Africa is often referred to as the ‘neighbouring continent’, especially in European politics. According to the political scientist, there are many good reasons to engage with this continent in terms of crisis prevention: “The consequences of climate change, the increasing competition for scarce resources such as water or pasture and arable land, the doubling of Africa’s population to an estimated 2 billion people by the year 2050, the future of public health – all these will pose even greater challenges to the continent’s societies in the future. And this does not even take into account the negative effects of global politics and the rarely altruistic interests of non-African stakeholders.

Since April 2022, Engel and his colleagues have been conducting research as part of the BMBF-funded network “African non-military conflict intervention practices (ANCIP)” together with the Institute for Development and Peace (INEF) in Duisburg and the Leibniz Peace Research Institute Frankfurt (PRIF). The aim of the ten-member working group is to reconstruct practices of non-military intervention in greater detail and to create a database that will allow these practices to be visualised.

Enabling African societies to endure or resolve conflicts without resorting to violence will remain one of the most important tasks for the future, including for African studies.

Professor Ulf Engel

This work builds on teaching at the Institute for Peace and Security Studies (IPSS) in Addis Ababa. Since 2012, the Global and European Studies Institute at Leipzig University has been offering a master’s programme – “Global Studies with an emphasis on peace and security in Africa” – as well as a doctoral programme in cooperation with the IPSS. Both degree programmes are funded by the German Academic Exchange Service (DAAD). The IPSS also runs a peace and security training programme for AU and REC leaders, in which Engel has been teaching a module on early warning and conflict prevention since 2010. “The network of alumni from all three programmes helps me enormously to stay on the ball.
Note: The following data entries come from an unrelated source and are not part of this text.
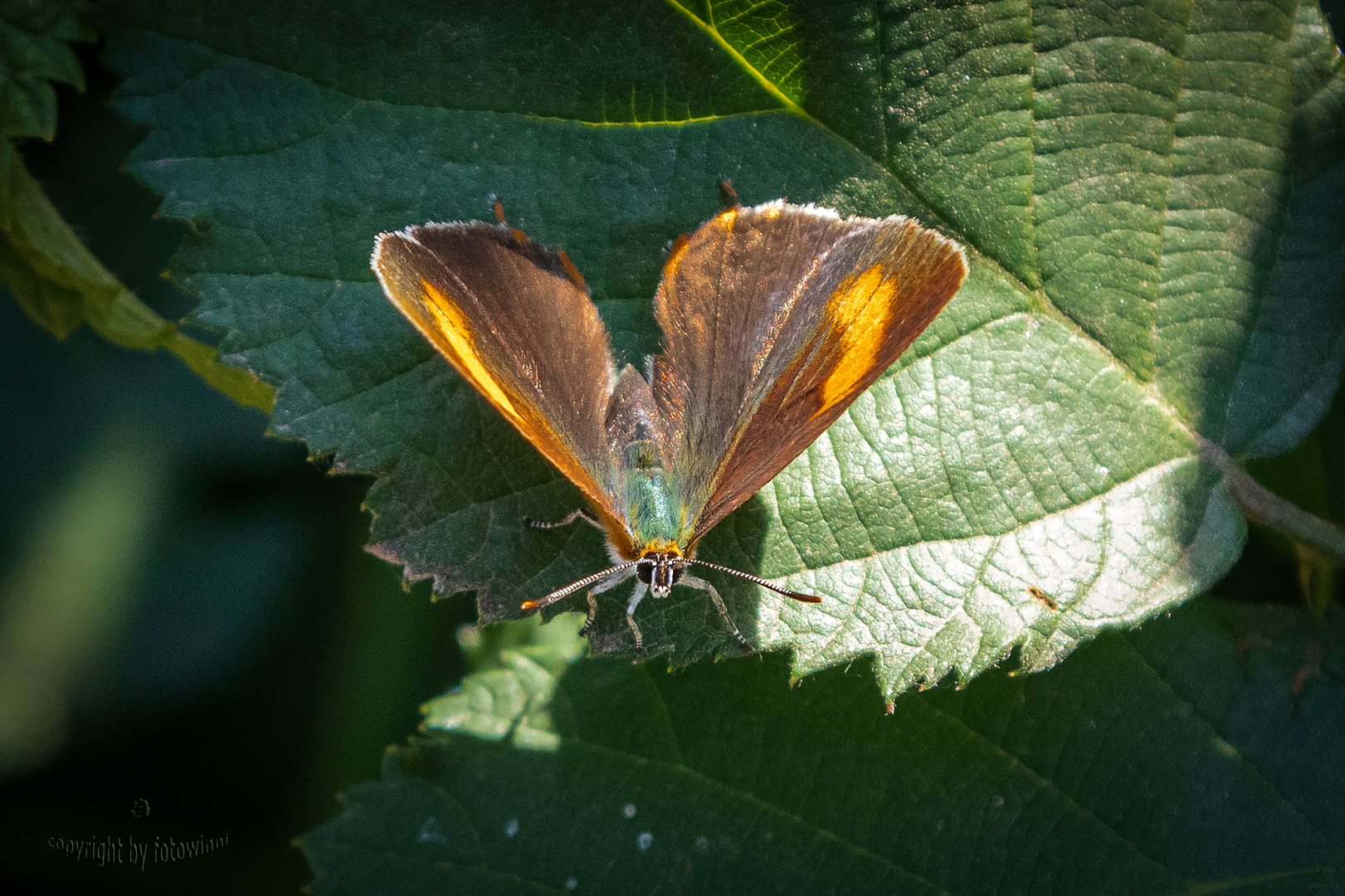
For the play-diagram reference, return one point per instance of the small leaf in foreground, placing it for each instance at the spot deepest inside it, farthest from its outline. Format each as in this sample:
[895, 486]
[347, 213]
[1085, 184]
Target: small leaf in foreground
[1196, 755]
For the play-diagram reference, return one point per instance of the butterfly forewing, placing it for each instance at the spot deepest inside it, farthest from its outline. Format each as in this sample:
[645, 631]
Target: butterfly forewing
[515, 320]
[775, 318]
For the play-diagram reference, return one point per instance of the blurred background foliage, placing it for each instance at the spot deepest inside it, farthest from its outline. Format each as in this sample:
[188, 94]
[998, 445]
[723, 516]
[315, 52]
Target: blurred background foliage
[188, 616]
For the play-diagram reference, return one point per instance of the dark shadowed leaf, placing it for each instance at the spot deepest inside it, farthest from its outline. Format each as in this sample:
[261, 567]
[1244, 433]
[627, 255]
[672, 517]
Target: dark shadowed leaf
[1199, 755]
[1150, 195]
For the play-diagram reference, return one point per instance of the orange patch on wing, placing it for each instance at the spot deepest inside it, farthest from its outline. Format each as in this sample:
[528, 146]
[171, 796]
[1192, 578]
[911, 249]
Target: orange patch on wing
[571, 270]
[860, 313]
[674, 261]
[461, 343]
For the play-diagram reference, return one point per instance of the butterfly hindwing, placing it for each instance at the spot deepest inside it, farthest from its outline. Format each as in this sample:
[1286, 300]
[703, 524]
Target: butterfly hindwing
[775, 318]
[517, 322]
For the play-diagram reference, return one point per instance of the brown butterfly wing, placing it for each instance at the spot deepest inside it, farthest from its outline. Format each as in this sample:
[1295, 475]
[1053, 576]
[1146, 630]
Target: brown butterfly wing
[517, 322]
[775, 318]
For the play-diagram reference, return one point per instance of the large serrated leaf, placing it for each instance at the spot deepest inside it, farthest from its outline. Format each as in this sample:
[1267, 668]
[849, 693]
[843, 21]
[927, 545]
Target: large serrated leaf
[1149, 194]
[1199, 755]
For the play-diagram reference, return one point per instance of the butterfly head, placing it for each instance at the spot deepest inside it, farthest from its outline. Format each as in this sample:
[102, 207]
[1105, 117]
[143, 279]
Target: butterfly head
[660, 569]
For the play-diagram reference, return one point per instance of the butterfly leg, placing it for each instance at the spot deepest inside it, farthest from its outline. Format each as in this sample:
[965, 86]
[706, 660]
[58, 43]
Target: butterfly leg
[719, 604]
[630, 619]
[592, 597]
[577, 514]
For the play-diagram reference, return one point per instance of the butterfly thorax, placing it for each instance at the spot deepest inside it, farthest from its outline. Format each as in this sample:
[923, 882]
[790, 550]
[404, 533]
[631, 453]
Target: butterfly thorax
[645, 491]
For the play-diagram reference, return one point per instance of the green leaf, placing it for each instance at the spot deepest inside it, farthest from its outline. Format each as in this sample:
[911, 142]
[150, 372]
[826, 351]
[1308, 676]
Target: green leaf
[1195, 757]
[60, 284]
[1150, 195]
[510, 693]
[34, 51]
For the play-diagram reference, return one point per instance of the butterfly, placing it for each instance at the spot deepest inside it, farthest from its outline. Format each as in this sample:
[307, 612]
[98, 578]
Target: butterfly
[775, 319]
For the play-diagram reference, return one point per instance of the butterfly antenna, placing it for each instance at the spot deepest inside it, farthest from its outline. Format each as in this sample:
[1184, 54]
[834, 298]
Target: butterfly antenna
[577, 586]
[797, 595]
[728, 195]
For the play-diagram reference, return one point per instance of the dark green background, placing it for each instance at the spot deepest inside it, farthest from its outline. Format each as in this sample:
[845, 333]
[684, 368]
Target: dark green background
[307, 657]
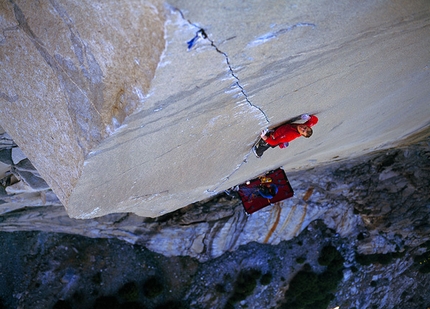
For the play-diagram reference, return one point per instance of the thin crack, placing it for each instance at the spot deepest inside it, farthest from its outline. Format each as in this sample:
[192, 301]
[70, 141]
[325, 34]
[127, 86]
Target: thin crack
[245, 160]
[201, 33]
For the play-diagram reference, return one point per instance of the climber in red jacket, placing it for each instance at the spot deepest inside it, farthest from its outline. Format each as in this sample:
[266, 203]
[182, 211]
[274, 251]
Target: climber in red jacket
[284, 134]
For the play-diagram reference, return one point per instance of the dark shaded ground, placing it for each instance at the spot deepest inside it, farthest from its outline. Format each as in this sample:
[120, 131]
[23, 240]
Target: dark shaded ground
[47, 270]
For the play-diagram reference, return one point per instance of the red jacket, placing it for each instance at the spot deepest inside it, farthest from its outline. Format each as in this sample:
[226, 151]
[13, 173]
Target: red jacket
[288, 132]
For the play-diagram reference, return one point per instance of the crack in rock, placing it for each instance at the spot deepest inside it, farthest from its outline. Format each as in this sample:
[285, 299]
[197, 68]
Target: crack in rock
[201, 34]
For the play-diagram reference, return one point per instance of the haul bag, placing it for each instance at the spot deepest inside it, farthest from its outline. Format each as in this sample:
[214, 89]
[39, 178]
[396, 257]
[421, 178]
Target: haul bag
[265, 190]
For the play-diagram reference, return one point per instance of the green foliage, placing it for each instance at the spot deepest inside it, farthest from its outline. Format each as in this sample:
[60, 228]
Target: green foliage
[245, 284]
[301, 260]
[309, 290]
[220, 288]
[383, 259]
[129, 292]
[425, 269]
[423, 261]
[131, 305]
[330, 256]
[106, 302]
[171, 305]
[61, 304]
[266, 279]
[152, 287]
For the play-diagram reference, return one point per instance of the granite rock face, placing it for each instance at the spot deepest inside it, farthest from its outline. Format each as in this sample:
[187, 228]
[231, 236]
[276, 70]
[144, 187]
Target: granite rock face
[118, 114]
[71, 73]
[376, 206]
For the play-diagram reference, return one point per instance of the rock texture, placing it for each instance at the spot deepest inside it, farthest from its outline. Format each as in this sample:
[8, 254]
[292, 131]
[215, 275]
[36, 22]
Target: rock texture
[121, 116]
[378, 204]
[71, 73]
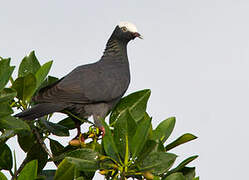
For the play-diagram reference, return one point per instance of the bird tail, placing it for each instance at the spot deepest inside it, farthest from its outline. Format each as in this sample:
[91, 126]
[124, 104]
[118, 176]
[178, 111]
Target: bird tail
[40, 110]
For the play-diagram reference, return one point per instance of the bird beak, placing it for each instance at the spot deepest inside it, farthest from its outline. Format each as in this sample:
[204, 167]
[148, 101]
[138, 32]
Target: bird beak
[136, 34]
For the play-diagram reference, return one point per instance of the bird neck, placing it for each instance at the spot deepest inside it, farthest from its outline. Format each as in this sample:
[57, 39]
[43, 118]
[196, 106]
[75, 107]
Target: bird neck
[115, 50]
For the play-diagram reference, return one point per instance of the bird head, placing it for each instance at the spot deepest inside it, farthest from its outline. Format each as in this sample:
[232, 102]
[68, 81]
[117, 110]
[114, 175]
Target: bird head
[126, 31]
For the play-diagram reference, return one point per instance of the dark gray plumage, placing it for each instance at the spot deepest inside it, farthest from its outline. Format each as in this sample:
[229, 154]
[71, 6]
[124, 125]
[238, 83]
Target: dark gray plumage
[91, 89]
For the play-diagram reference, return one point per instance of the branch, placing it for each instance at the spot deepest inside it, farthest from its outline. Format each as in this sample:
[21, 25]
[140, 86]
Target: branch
[43, 145]
[14, 177]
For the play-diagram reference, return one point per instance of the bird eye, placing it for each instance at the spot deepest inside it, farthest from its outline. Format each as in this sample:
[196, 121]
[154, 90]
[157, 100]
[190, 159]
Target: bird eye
[124, 29]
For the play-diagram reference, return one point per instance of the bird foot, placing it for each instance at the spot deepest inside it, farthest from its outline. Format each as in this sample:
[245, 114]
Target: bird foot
[79, 140]
[102, 129]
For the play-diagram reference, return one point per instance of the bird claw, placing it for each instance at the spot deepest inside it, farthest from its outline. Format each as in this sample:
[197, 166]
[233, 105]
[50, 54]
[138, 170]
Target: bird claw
[102, 129]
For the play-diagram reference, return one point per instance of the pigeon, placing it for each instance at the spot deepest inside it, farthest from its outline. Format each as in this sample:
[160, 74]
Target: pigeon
[91, 89]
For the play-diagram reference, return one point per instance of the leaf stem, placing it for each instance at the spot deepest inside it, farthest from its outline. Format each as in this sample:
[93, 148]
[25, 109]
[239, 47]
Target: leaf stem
[43, 145]
[76, 117]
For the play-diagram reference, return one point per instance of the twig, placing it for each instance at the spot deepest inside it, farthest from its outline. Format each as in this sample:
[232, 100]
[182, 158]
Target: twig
[76, 117]
[14, 177]
[38, 137]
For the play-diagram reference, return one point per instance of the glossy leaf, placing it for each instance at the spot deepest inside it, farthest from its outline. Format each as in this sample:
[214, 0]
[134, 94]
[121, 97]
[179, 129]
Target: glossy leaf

Numerous graduates from Addis Ababa and Leipzig are now working in political foundations close to political parties, in institutions such as the AU, or are themselves successfully researching the topic of peace and security in Africa,” says Engel.

Even beyond research and teaching, the political scientist makes his scientific expertise available to the AU and other stakeholders who want to strengthen the field of peace and security in Africa. “In 1995/96 I had the opportunity to develop conflict prevention strategies and training for the European Union. Then came smaller requests from the GIZ (Deutsche Gesellschaft für Internationale Zusammenarbeit) for me to help at project level to integrate the issue of conflict prevention into food security programmes, for example in Malawi,” says Engel. The African Union (AU) had created a five-pillar architecture for peace and security. One of these is the Continental Early Warning System (CEWS) for violent conflicts. “When I was invited to help design the system, it was the start of a long collaboration,” he recalls.

African Studies at Leipzig University has a long tradition dating back to the late 19th century. In the 1990s, following the re-founding of what is now the Institute of African Studies, Leipzig was the only place in Germany with a professorship in African economics and politics. “And even though there are now six courses of study with an African focus throughout Germany, the production of knowledge on politics and economics in Africa essentially takes place in three thinktanks in Berlin, Bonn and Hamburg,” says Engel.

Political scientist Professor Ulf Engel is certain of one thing: “Enabling African societies to endure or resolve conflicts without resorting to violence will remain one of the most important tasks for the future, including for African studies.”